Fred Wilson has some problems with Barack’s attempts to get all Web 2.0, including the use of Brightcove’s video player, but my problem with the whole thing is a little more philosophical. In part, I’m unconvinced that politicians and political parties — which are inherently even more artificial, controlled and paranoid than companies (and we all know how blogging and social networking gets treated at many of the latter, thanks to Wal-Mart and Edelman) — are really going to walk the walk, as opposed to just talking the talk. John Edwards has passed one test when it comes to defending bloggers associated with his campaign, but there are sure to be others.
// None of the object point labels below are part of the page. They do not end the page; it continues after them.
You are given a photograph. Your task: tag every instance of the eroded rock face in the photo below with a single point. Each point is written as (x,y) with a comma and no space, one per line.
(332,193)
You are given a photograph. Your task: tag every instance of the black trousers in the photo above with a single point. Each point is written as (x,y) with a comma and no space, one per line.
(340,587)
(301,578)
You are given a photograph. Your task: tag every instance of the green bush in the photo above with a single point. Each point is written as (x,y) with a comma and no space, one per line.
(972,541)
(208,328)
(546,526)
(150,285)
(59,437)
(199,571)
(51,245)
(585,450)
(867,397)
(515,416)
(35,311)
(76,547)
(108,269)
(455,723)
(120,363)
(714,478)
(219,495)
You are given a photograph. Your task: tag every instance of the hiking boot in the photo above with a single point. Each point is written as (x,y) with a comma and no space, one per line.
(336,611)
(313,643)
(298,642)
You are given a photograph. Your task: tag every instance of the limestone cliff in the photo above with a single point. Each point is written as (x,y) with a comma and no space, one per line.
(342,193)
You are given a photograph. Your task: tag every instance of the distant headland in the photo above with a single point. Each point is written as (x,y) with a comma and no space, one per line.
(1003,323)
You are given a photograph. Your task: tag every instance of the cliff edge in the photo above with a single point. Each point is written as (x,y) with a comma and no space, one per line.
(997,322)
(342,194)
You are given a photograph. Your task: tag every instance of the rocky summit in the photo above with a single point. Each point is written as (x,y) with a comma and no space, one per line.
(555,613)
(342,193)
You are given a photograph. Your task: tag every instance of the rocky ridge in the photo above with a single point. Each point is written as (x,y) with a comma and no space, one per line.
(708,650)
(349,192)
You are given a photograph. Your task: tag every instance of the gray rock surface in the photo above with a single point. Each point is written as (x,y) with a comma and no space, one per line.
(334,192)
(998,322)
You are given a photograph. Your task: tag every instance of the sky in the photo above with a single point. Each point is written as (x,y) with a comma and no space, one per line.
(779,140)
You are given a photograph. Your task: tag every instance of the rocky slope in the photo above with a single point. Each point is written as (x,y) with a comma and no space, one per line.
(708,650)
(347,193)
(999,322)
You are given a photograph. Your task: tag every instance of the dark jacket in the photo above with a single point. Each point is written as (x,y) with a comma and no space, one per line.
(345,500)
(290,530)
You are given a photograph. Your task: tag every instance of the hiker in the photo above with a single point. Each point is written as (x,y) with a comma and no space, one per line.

And I also wonder whether it makes any sense to try and convince everyone to come and create a blog and invest time in all those other social-networking aspects of their lives exclusively at my.barackobama.com. Why not have a site that acts more like SuperGlu or Squidoo or something like that, one that pulls in blog posts and photos from Flickr and aggregates it all in one place, instead of making people go to Obama’s site to write or post? Of course, that would only increase the risks to the campaign, but that comes with the territory. And presumably Obama’s legion of volunteers could monitor the content.
I think there’s a risk that the social networks Barack and others are trying to build will become little more than Potemkin villages. My friend Rob Hyndman thinks that Obama could have what it takes, and that his site goes a long way towards following through on the promise of Politics 2.0.